Niente di che, se non fosse per l'accoppiata dei cognomi risultanti.
La King aveva già provato a segnalare la cosa all'azienda, ma senza risultati.

Ci pensa questa volta un giornalista, che avuto sentore della cosa ha provato (con maggiore credibilità) a sensibilizzare il colosso del fast food.

Passa poco tempo e voilà, accade l'ovvio: Burger King si accolla tutte le spese del matrimonio King-Burger.

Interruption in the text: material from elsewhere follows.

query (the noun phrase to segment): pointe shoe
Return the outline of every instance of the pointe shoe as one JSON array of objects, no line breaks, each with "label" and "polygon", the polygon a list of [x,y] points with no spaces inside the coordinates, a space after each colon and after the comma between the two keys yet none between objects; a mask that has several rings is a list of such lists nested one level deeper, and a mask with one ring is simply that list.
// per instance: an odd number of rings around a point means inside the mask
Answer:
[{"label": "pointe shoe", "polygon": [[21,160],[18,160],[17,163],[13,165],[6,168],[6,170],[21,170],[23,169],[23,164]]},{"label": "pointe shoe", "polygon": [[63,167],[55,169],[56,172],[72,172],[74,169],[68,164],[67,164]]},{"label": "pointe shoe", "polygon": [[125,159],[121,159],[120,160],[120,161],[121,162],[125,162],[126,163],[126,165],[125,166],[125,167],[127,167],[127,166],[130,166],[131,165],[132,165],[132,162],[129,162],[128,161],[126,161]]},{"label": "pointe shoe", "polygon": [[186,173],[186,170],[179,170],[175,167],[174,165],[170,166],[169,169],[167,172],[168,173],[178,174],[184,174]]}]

E siamo tutti a parlarne, e a sorridere.
E a migliorare la brand impression che abbiamo della casa del Whopper.
Smartness, simpatia... tutti valori importanti.

Con poche lire sono usciti su USA Today, NY Post, il Mirror, CNBC, Daily Mail, Fortune,Business Insider, Buzzfeed, ABC, MAshable, Fox, Chigago Tribune, MSM, CBS, Huffpost... un discreto valore, direi :-)

giovedì, aprile 16, 2015

Terra Chiama Spazio: emozioni firmate Hyundai

Benvenuti ad un altro episodio della serie "Think Big".

Gli elementi di questa operazione di comunicazione sono classici, da manuale: emozioni, lacrimuccia, wow factor, nuove frontiere, lavoriamo sui valori della marca piuttosto che sui prodotti, creiamo uno storytelling.

E anche se l'esecuzione (spettacolare per carità) mi lascia freddino e onestamente penso si sarebbe potuta fare meglio, la strategia di comunicazione mi sembra interessante (sarebbe ad esempio stato più visualmente interessante farlo di notte... ma perfettamente possibile che fosse impossibile. O che l'azienda si sia opposta, perché non si sarebbero viste bene le autovetture).

L'idea in breve:

Si trova una giovane ragazza, figlia di uno degli astronauti della ISS, la stazione spaziale.
Ella soffre di nostalgia per il padre, da tempo lontano da casa.
La fanciulla desidera inviare un messaggio al padre orbitante (oltre alle telefonate / chat che regolarmente ha con lui).

La marca Hyundai si pone come strumento abilitatore per attivare questa connessione figlia/padre (se mi passate il linguaggio da planner :-P ).
Sfodera un arsenale di autovetture, guidatori, infrastrutture, registi, video operatori, butta sul piatto un corposo budget e realizza il sogno della giovine.

Il papà nota, è felice, ella anche, il pubblico si commuove e ama di più la marca (a prescindere dal fatto che l'obiettivo si sarebbe potuto raggiungere più facilmente usando un escavatore, o slitte trainate dai cani, o stuoli di maratoneti: in questo caso l'auto e la marca non sono strettamente funzionali al risultato, sono sostituibili - quindi la connessione è un po' più debole, ma va bene comunque)..

Ecco il video:


Viene diffuso il video, insieme al backstage - c'è un sito, online viene messo un (loffio) simulatore che permette a chiunque di simulare e mandare un proprio messaggio spaziale. E poi si parte con l'appropriata campagna di advertising, di PR (online e non) che usa questo evento come notizia.

Ah, già che ci siamo, si cavalca anche il fatto che si è entrati nel Guinness dei primati.

Quello che personalmente mi sembra interessante è che con Hyundai, se mi parlava di veicoli, non avrei mai interagito, non me ne sarei interessato.

Con questa operazione ho interagito con la marca, è entrata nel mio panorama cognitivo, mi sono ricordato che esiste, un po' ho probabilmente cambiato il mio modo di vederla.

Magari, quando dovrò cambiare auto, la potrei inserire nel set di marche che considero e non in quello dei brand che scarto a priori...

Ed ecco il backstage:

Stephanie from Houston misses her astronaut father working at the International Space Station.
Watch how her special message, written by 11 Hyundai Genesis, was delivered to her father in space.
This message was officially acknowledged as “The largest tire track image” by the Guinness World Records.